Many have struggled to gain entry into Israel over the past two decades, and they are now asking the Jewish state to expedite the immigration process to help them escape the violence. But despite recent celebrations surrounding the opening of a new Indian-Jewish cultural center in central Israel, to which Netanyahu and President Isaac Herzog sent recorded blessings, Jerusalem has yet to publicly respond to the situation.

Israel’s foreign minister, Eli Cohen, visited India last month on a planned trip aimed at strengthening ties between the two countries. He did not comment on the matter, and his visit was cut short due to a military operation in Israel.

“I think under [Benjamin] Netanyahu, particularly in this stint as prime minister, there are very few expectations. He is very close to Mr. Modi’s government, so I don’t think anybody expects anything from Netanyahu,” Singh said.

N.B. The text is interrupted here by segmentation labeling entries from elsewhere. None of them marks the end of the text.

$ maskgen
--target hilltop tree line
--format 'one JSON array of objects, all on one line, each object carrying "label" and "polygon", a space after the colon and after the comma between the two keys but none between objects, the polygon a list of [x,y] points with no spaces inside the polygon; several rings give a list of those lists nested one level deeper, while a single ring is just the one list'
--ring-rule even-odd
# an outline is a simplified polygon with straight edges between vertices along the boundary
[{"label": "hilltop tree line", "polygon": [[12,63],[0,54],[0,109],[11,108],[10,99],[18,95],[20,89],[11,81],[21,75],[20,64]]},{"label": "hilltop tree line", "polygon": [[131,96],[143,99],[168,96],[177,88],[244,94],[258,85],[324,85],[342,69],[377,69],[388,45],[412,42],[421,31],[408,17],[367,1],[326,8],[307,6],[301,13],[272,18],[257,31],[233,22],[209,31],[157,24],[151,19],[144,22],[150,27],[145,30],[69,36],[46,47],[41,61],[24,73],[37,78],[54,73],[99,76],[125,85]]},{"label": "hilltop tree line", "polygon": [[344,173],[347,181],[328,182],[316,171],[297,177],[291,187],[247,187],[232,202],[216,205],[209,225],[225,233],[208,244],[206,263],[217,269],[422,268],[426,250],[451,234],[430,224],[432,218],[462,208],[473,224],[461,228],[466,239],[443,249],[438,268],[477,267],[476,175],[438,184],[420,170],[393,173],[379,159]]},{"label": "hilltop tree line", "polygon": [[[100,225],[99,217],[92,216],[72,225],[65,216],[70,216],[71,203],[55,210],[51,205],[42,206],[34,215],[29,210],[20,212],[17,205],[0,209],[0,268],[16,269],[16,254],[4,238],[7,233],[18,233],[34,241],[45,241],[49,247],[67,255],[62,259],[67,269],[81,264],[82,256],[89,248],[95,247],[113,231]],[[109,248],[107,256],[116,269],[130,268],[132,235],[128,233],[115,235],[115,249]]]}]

The Bnei Menashe’s “grey zone” religious status, in the words of Renthlei, makes their immigration to Israel more complicated for them than most. Before the Bnei Menashe can even apply to immigrate, they must face a panel of rabbis — who usually come all the way to India — for interviews.

“It’s not like Ukraine. The Ukrainians are Jewish without any doubt. But the Bnei Menashe, we are in some gray zone of not exactly not Jews, but not exactly Jews also,” Renthlei said. “It’s unlikely that the Bnei Menashe would just be able to make aliyah, even in this situation, unlike the Ukrainians.” Thousands of Ukrainian Jews have immigrated to Israel since Russia’s invasion began in February 2022.

The Jewish Agency for Israel, which helps facilitate immigration, and the UJA-Federation of New York have provided funding to Shavei Israel to help displaced persons, representatives from Shavei said. The Jewish Agency, the ministry of aliyah and integration, and the Israeli consulate in India did not respond to requests for comment.

“We’re too small to matter, I suppose,” said Isaac Thangjom, director of Degel Menashe. Thangjom, who lives in Israel, has been in contact with officials in the ministry of aliyah and integration.

“They are very concerned, but they haven’t given me any explicit answer despite my proddings,” he said. “Their responses have been very tepid.”